Authors: Stephen A. Harrison, Nadege T. Gunn, Seth J. Baum, Ziad H. Younes, Anita Kohli, Rashmee Patil, Margaret J. Koziel, Harinder Chera, Jeff Zhao, and Manu V. Chakravarthy

Introduction

Nonalcoholic fatty liver disease (NAFLD) is associated with a spectrum of histologic manifestations, including isolated steatosis, steatohepatitis, fibrosis, and cirrhosis. Patients with complex multifactorial diseases like NAFLD and nonalcoholic steatohepatitis (NASH) may benefit from approaches that concordantly address multiple metabolic and fibroinflammatory pathways. Endogenous metabolic modulators (EMMs) encompass a broad set of molecular families that include amino acids (AAs), fatty acids and other lipids, bile acids, ketone bodies, hormones, and other molecules. EMMs can be selectively combined to form EMM compositions to simultaneously support multiple metabolic nodes and pathways key to multifactorial diseases and liver health. AXA1125 and AXA1957 are novel, orally administered EMM compositions of AAs and related metabolites and precursors specifically designed to simultaneously support pathways related to liver metabolism, inflammation, and fibrosis. AXA1125 is composed of leucine, isoleucine, valine, arginine, glutamine, and N-acetylcysteine (LIVRQNac). AXA1957 is isonitrogenous to AXA1125 and is composed of leucine, isoleucine, arginine, glutamine, N-acetylcysteine, carnitine, and serine (LIRQNacCarS); it was designed to examine additional biological activity.

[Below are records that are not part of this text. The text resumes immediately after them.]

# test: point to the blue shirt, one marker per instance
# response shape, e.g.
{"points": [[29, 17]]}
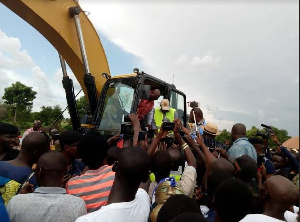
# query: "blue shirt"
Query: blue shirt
{"points": [[242, 147], [11, 178]]}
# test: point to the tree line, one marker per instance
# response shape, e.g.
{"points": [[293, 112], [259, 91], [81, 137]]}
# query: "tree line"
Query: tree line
{"points": [[16, 108]]}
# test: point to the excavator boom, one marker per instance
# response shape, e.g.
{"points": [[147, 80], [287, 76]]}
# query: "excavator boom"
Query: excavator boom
{"points": [[52, 19]]}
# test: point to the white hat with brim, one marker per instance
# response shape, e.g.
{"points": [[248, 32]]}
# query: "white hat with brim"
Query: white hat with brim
{"points": [[211, 129]]}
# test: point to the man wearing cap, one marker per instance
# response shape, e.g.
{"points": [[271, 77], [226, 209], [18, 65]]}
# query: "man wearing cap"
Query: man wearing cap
{"points": [[241, 146], [210, 131], [8, 136], [196, 117], [146, 109], [164, 113], [37, 124], [262, 159]]}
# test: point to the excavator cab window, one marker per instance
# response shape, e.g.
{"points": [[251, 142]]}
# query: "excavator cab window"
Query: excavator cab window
{"points": [[118, 102]]}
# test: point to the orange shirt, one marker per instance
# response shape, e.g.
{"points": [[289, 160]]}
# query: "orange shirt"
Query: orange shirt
{"points": [[93, 187]]}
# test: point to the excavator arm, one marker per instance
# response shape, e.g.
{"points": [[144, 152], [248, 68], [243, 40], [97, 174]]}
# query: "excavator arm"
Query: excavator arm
{"points": [[53, 20]]}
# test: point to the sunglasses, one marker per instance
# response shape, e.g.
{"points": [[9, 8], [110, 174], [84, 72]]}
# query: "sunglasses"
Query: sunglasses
{"points": [[46, 135]]}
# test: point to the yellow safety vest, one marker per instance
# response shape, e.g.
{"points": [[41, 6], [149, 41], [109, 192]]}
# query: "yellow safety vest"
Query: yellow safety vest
{"points": [[159, 116]]}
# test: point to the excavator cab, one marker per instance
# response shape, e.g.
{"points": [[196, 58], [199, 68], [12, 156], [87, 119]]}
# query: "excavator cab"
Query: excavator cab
{"points": [[121, 96]]}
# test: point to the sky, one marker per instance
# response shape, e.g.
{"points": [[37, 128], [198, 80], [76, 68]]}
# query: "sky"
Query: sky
{"points": [[239, 59]]}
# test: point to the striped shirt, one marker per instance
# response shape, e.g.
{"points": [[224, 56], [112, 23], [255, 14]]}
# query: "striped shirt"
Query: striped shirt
{"points": [[93, 187]]}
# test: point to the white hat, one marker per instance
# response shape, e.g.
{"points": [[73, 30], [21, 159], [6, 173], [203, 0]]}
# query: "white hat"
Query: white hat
{"points": [[211, 129], [165, 105]]}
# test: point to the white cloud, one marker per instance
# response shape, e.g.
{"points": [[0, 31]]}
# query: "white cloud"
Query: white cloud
{"points": [[17, 65], [11, 54], [241, 59], [239, 56]]}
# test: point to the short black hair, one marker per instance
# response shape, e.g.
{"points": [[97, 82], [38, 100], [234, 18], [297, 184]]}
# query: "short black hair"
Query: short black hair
{"points": [[134, 165], [256, 140], [113, 154], [190, 217], [92, 150], [69, 137], [238, 195], [6, 128], [177, 205], [161, 163], [246, 168], [215, 179]]}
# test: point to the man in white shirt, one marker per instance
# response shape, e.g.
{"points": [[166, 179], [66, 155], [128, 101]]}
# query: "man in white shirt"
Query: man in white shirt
{"points": [[126, 202], [49, 202], [280, 194]]}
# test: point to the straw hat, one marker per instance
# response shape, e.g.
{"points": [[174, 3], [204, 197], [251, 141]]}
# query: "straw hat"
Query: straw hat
{"points": [[211, 129]]}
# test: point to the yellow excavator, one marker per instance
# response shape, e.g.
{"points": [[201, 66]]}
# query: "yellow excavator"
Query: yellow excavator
{"points": [[66, 26]]}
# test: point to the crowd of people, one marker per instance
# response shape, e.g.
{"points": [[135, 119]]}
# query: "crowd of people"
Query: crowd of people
{"points": [[181, 174]]}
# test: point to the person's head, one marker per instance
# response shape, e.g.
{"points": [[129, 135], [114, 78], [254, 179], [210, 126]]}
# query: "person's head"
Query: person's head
{"points": [[175, 154], [92, 150], [221, 164], [8, 135], [258, 145], [165, 105], [238, 131], [215, 179], [245, 168], [279, 191], [233, 201], [161, 164], [210, 130], [167, 189], [51, 169], [279, 160], [177, 205], [133, 166], [198, 114], [68, 141], [113, 155], [190, 217], [37, 124], [154, 94], [34, 146]]}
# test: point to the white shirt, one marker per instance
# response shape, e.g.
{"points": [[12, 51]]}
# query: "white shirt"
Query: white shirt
{"points": [[290, 216], [259, 218], [137, 210], [49, 204]]}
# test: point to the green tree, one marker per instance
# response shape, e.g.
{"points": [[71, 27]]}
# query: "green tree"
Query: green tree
{"points": [[20, 97], [49, 114], [4, 112], [224, 136], [82, 106]]}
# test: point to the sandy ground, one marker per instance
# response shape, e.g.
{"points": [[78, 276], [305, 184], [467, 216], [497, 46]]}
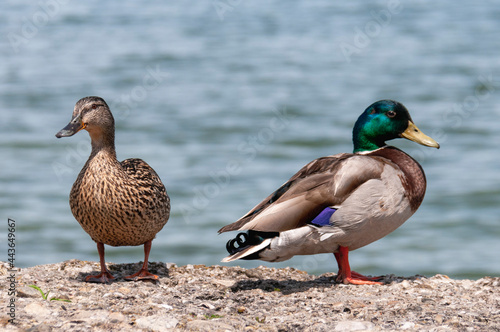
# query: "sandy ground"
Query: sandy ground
{"points": [[218, 298]]}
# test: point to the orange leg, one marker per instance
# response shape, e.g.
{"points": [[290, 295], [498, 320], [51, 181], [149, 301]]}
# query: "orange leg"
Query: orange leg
{"points": [[143, 273], [346, 276], [103, 277]]}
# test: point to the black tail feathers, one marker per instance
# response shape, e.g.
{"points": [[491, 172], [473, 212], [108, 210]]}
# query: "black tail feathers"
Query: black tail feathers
{"points": [[244, 240]]}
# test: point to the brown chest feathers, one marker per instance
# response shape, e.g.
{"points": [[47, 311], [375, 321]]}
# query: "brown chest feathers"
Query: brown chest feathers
{"points": [[119, 204]]}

In a prior pilot, open-label non-IND clinical study of AXA1125 (AXA1125-002), AXA1125 demonstrated positive trends in biomarkers related to liver structure (steatosis, fibrosis) and function (insulin sensitivity, inflammation) in subjects with NAFLD and type 2 diabetes (T2D); these results were supported by targeted plasma metabolomic and lipidomic data. Additionally, nonclinical data from primary human cells and NASH rodent models confirm multitargeted activity of LIVRQNac on core NASH pathophysiologic features. There is increasing evidence linking reductions in specific biomarkers (corrected T1 [cT1], N-terminal type III collagen propeptide [ProC3], magnetic resonance imaging-proton density fat fraction [MRI-PDFF], and alanine aminotransferase [ALT]) with improved histologic or clinical outcomes.